Dr. John (Ellsworth) Hutchison-Hall

Eastern Orthodox Christian theologian, historian, philosopher, and cultural commentator.

            

Orthodox Saints of the Pre-Schism See of Rome

AMASIUS, a cleric, generally said to have been Greek, who was forced into exile by the Arians, and settled in Campania. Following the repose of St. Paris (5th August) in 346, St. Amasius was appointed to succeed him in the See of Teano in Campania. He reposed in 356.

COLMAN of LISMORE, Abbot-Bishop of Lismore Co. Waterford. During St. Colman’s tenure as abbot, Lismore grew in fame, attracting a great number of disciples. St. Colman was the spiritual father of numerous holy men and illustrious prelates, and reposed in 702.

EMERENTIANA, a catechumen and foster-sister of St. Agnes (21st January). St. Emerentiana was found by a pagan mob praying at St. Agnes' tomb, who then beat her to death.

ILDEPHONSUS, a member of the Spanish nobility, nephew of St. Eugene of Toledo (13th November), and student of St. Isidore of Seville (4th April). St. Ildephonsus received monastic tonsure at, and later served as Abbot of, the Monastery of Agali near Toledo. St. Ildephonsus attended both the Eighth and Ninth Councils of Toledo in 653 and 655 respectively, and in 657 was consecrated Metropolitan Archbishop of Toledo. A prolific and important writer, St. Ildephonsus' most significant work was De perpetua virginitate Mariae contra tres infidels, based upon St. Jerome's (30th September) earlier writings on the topic. St. Ildephonsus reposed at Toledo in 667.

LUFTHILD, known for her kindness to the poor, St. Lufthild lived from an early age as an anchoress in and around Cologne. She reposed circa 850.

MAIMBOD, an Irish itinerate missionary, who, whilst on pilgrimages throughout Gaul, preached the Gospels. There are two versions of his death, the first, which is supported by both the Acta Sanctorum and the noted hagiographer and historian John Colgan O.F.M. (†c. 1657), is St. Maimbod was given a pair of gloves by a nobleman in the hopes that St. Maimbod would remember him in his prayers. Whilst at prayer one day, a band of robbers seeing the gloves and assuming them to be an indication of wealth, beat him to death in the hopes of finding money and other valuables. The second version of his death is that he was martyred by pagans whilst preaching. Both of these events are said to have taken place in Alsace circa 880.

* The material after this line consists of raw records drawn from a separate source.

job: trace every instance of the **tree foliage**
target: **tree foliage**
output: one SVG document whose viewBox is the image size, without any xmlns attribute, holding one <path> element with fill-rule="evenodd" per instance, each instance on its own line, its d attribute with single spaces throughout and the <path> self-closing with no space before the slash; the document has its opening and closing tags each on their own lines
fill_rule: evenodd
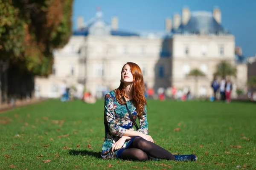
<svg viewBox="0 0 256 170">
<path fill-rule="evenodd" d="M 218 64 L 216 68 L 216 71 L 214 76 L 219 76 L 225 77 L 227 76 L 236 77 L 236 68 L 235 66 L 225 61 Z"/>
<path fill-rule="evenodd" d="M 71 34 L 73 0 L 0 0 L 0 60 L 46 76 Z"/>
<path fill-rule="evenodd" d="M 200 70 L 197 68 L 192 70 L 189 72 L 189 76 L 194 76 L 195 77 L 202 76 L 205 76 L 205 74 L 203 73 Z"/>
<path fill-rule="evenodd" d="M 248 80 L 247 84 L 249 85 L 256 88 L 256 76 L 251 76 Z"/>
</svg>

MARTYRIUS (MARTORY), (Sixth Century), a hermit in the Valeria, present-day Abruzzi, Italy. St. Gregory the Dialogist (3rd September) wrote of his virtue, and miracles which came from St. Martyrius' prayers.

ORMOND (ARMAND), (Sixth Century), Abbot of the Abbey of Saint Mairé in present-day France, and supporter of monastic expansion and evangelisation.

SEVERIAN and AQUILA, (Date Unknown), two martyrs in Mauretania Caesariensis, North Africa. Though listed in all of the old martyrologies, nothing more is known of them.

Prior to the Schism the Patriarchate of Rome was Orthodox, and fully in communion with the Orthodox Church. As Saint John of Shanghai and San Francisco +1966 said “The West was Orthodox for a thousand years, and her venerable Liturgy is far older than any of her heresies”.

Details of British Saints excerpted from Orthodox Saints of the British Isles.
Details of continental saints from these sources.

In many cases there are several spelling versions of the names of saints from the British Isles. I use the Oxford Dictionary of National Biography version as the primary version with the more prevalent version in parenthesis e.g. Ceadda (Chad) of Lichfield.